The Meadow Annual Literary Arts Journal 2022

164 The Meadow And the way I am now may or may not be my fault! Then I’ll show her my Childhood, right there in the egg, and I won’t even know how weird I am as I write her a check. Last night we came at my Childhood from an angle. I thought we could cross right through the playground of my grade school, but you couldn’t do that without climbing a fence, something I’d never done as a child so I didn’t feel I could do as a woman because Simone said I was cooked. We had to go through the alley. By the time we were getting close to my house, my friends were distracted and chatting about the Present, and I had to bring them back to Childhood with a touch of sternness. I showed them Cush’s house on the corner, and told them her son had a go-kart and always flipped me off, and the Andersons kept their dog outside all the time on a chain.
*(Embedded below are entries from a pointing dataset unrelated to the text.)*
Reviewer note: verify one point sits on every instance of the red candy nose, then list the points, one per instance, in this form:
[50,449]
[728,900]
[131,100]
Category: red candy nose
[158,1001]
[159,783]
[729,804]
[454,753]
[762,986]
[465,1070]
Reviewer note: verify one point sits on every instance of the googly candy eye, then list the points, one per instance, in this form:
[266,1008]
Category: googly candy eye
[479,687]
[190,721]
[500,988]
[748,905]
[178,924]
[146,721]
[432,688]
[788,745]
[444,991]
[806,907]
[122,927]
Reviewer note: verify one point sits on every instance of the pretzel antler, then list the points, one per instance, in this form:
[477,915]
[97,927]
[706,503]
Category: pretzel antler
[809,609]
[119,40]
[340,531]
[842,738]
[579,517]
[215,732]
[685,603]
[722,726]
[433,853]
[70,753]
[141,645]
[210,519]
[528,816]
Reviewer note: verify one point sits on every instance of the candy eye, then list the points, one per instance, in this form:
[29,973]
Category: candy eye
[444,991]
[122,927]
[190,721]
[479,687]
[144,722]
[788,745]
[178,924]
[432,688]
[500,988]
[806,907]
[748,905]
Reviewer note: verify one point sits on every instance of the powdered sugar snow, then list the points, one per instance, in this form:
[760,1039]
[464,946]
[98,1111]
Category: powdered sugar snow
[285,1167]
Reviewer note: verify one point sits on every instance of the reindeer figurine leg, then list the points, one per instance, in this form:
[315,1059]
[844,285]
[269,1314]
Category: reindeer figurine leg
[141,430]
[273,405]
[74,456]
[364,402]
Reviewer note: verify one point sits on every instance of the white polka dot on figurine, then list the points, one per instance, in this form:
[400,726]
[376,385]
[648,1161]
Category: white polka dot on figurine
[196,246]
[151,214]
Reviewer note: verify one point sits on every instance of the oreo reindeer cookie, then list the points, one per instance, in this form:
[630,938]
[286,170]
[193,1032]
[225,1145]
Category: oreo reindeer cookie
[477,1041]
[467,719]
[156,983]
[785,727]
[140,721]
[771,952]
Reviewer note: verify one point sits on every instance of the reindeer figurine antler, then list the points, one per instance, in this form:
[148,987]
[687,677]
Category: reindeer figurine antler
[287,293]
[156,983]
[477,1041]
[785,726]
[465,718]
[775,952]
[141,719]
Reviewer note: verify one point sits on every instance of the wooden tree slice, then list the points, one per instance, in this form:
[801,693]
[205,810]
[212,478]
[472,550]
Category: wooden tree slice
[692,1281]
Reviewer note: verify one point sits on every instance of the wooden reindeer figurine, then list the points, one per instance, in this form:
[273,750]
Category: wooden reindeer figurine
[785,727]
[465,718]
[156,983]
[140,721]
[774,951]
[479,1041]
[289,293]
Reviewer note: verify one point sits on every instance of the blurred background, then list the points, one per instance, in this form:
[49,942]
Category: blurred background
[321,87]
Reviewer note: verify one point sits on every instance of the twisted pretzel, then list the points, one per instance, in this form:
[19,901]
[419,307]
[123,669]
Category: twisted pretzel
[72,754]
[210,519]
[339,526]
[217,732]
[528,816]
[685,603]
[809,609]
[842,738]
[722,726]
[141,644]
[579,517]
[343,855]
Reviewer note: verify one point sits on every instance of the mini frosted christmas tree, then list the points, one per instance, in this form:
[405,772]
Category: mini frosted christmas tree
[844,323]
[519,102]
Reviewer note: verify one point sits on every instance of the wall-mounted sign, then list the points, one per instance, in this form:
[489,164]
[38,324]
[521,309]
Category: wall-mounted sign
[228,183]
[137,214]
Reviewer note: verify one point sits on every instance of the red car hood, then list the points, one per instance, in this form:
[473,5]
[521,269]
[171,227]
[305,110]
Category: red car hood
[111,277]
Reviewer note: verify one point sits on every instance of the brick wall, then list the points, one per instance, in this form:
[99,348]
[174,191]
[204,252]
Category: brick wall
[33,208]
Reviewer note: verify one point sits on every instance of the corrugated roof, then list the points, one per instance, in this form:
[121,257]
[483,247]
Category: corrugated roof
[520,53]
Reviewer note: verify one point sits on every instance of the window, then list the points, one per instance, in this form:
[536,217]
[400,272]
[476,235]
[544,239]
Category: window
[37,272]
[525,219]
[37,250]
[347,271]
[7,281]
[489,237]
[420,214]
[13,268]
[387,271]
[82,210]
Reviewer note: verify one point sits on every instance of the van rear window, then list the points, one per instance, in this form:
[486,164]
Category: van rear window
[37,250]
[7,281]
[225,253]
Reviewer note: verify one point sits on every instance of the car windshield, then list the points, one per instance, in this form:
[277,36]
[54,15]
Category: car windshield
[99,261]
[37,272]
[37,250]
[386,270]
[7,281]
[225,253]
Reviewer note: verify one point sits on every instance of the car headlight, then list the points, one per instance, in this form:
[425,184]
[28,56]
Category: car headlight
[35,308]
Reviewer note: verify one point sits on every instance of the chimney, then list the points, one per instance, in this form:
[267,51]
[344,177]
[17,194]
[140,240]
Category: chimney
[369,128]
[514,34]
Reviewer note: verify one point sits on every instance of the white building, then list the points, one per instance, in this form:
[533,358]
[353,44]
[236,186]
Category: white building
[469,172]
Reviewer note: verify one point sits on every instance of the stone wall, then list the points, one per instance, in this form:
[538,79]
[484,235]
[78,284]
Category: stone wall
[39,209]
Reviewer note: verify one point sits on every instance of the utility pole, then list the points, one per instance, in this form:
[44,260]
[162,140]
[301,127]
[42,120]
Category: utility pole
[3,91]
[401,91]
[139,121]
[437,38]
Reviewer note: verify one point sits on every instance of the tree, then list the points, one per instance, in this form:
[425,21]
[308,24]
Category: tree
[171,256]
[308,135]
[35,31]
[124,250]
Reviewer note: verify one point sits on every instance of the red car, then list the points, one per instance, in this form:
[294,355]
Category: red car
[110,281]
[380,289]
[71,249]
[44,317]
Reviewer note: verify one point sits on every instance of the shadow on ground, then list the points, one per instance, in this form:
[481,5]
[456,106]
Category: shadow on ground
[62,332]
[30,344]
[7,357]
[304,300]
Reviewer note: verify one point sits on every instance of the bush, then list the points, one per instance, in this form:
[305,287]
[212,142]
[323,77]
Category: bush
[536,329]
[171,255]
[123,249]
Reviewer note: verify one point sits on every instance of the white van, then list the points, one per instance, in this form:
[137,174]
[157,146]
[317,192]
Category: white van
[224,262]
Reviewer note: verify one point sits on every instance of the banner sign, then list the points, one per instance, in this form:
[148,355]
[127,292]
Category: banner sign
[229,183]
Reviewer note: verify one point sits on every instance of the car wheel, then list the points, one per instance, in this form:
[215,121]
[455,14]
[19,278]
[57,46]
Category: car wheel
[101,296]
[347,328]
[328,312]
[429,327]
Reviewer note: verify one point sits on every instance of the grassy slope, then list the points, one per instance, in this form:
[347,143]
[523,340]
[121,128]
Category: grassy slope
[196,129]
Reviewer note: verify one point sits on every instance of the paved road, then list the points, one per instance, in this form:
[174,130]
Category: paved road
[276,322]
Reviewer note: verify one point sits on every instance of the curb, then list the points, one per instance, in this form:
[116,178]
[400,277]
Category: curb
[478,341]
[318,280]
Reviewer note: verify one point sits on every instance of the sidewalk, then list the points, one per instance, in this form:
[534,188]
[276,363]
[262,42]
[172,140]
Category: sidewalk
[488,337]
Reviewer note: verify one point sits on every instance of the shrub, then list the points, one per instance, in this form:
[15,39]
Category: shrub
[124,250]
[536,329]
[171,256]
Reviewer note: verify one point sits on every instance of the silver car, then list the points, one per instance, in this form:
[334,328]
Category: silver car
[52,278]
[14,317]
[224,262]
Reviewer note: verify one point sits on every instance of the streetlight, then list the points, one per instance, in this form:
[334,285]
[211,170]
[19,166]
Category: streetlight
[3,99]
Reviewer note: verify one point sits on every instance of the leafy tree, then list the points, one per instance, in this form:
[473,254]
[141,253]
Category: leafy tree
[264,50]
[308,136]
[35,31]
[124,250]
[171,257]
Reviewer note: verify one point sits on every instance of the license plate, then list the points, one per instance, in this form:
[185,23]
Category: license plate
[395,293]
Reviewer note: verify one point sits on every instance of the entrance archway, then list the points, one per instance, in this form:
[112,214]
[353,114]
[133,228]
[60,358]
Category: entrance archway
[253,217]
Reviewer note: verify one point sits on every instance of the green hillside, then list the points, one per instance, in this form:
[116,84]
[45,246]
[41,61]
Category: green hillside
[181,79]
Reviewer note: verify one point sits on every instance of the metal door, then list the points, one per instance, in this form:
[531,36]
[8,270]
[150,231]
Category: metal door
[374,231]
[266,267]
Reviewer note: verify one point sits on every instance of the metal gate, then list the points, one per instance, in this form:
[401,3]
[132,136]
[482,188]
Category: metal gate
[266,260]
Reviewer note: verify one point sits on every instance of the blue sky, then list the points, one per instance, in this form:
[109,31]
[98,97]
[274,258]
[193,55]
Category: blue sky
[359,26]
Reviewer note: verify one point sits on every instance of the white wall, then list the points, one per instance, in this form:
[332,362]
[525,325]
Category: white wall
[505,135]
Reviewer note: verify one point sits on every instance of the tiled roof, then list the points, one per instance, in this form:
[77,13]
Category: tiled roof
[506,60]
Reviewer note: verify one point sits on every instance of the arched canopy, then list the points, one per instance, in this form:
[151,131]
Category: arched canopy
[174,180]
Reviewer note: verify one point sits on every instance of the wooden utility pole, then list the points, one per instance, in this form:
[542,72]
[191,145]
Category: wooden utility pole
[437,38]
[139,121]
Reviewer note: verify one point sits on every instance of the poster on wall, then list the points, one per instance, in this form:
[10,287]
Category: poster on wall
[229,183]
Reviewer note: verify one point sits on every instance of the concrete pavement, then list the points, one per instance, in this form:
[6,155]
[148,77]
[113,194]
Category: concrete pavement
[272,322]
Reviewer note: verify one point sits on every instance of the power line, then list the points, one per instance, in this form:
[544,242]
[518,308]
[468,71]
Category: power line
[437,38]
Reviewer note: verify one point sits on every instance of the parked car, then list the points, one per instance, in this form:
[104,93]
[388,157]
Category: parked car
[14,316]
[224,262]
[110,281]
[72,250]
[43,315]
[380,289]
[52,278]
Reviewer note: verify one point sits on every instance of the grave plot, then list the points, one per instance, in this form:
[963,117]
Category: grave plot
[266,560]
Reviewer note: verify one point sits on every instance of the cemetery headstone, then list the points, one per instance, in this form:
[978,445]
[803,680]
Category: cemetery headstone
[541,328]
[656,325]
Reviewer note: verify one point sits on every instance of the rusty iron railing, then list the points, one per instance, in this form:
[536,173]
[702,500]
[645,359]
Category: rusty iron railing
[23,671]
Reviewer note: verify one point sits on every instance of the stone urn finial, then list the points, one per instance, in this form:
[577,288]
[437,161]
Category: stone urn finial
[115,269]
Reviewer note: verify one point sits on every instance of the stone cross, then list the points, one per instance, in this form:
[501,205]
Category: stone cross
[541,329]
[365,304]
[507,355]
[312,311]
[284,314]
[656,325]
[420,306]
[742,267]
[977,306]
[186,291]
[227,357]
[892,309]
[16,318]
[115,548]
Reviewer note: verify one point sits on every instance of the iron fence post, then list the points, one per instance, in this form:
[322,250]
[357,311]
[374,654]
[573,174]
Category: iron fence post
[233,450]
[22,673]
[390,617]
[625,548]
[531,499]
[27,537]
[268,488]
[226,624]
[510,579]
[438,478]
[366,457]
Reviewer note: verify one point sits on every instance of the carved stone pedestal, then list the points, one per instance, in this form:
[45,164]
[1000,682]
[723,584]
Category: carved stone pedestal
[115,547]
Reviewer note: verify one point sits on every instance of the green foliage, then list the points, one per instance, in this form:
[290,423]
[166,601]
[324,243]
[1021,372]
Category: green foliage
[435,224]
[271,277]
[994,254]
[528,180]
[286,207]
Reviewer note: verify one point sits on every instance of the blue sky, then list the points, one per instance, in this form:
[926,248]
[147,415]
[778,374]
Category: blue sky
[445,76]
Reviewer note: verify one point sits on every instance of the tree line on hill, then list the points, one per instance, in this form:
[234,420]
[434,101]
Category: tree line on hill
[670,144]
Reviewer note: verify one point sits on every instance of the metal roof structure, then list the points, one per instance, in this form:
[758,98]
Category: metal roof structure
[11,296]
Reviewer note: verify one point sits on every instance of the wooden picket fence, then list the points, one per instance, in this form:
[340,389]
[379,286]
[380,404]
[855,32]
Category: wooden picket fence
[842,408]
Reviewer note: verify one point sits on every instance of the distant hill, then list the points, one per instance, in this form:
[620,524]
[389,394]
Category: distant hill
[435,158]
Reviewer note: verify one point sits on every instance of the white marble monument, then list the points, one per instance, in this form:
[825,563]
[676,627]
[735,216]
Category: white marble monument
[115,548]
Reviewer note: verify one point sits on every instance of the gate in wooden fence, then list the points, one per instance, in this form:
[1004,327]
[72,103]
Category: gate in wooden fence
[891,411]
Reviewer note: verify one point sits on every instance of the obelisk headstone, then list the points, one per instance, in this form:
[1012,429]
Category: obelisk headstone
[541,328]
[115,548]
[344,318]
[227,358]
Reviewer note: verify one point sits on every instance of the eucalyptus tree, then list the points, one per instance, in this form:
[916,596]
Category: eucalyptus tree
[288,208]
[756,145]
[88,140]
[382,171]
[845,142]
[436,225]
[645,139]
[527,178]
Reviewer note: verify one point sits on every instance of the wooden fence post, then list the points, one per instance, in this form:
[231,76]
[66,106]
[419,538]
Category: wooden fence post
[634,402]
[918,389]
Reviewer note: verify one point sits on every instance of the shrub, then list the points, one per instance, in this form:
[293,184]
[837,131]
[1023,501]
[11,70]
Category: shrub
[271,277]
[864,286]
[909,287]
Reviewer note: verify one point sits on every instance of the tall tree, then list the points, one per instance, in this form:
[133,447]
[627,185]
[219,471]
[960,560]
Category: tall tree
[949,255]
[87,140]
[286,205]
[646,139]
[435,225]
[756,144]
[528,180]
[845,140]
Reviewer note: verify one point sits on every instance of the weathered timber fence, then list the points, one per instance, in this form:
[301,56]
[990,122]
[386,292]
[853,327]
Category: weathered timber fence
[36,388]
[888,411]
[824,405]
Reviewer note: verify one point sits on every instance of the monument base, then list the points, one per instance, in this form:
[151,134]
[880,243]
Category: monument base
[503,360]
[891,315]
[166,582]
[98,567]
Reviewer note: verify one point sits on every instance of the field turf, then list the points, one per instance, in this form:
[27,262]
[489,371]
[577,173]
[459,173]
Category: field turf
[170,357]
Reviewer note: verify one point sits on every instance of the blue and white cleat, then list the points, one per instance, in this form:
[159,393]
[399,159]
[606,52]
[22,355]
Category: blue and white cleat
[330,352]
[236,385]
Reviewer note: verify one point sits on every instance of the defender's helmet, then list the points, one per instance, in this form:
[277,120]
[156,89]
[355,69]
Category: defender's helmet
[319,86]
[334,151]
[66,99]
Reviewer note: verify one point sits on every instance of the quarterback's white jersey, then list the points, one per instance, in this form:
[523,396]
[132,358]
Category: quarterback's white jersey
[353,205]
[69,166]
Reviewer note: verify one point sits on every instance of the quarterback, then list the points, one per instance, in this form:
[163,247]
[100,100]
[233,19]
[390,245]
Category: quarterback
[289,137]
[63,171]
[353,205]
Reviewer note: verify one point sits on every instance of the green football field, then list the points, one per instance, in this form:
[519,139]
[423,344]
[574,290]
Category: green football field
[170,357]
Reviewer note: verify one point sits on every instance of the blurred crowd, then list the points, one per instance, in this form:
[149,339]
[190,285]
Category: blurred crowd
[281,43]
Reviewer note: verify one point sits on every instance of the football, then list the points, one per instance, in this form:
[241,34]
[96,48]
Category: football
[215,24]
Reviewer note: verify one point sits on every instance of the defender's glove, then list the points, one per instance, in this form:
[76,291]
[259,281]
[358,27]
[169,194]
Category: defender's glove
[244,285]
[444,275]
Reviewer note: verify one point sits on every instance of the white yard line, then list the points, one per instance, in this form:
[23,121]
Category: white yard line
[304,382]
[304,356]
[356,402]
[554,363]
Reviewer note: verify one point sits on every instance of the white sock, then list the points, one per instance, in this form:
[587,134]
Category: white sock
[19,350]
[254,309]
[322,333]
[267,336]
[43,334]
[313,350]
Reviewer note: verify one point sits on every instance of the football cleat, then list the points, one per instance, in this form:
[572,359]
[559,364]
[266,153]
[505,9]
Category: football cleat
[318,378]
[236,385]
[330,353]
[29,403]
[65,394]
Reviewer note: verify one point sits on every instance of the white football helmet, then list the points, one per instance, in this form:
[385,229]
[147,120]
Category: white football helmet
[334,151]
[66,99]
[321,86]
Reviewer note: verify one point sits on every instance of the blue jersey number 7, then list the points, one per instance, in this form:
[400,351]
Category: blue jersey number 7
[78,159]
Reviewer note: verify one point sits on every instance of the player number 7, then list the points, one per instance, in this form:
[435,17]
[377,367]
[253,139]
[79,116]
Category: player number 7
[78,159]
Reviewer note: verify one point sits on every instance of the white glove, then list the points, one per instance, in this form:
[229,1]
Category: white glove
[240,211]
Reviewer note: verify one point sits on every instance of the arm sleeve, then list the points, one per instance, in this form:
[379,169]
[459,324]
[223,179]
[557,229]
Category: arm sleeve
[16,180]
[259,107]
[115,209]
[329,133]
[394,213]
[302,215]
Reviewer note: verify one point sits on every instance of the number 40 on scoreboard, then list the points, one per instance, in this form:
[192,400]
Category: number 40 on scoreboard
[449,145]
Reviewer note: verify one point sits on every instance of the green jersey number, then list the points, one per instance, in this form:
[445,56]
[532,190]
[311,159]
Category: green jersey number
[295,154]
When we got to my house, I said, Well, this is it! like people say in movies when their date is dropping them off, and then there’s that moment when you wonder if they’re going to kiss. I wasn’t thinking that my friends were going to kiss me, exactly, but it did feel like something might happen. The moon was not pink, but it was large and full and looked like a picture. It’s called a Pink Moon because of spring, because of pink phlox which covers the rocks in the gardens we walk by, it’s called Pink Moon not for what it looks like but for the time when it appears. Yes, timing is everything. For example, this place didn’t look like much back then, but now I watch it every night.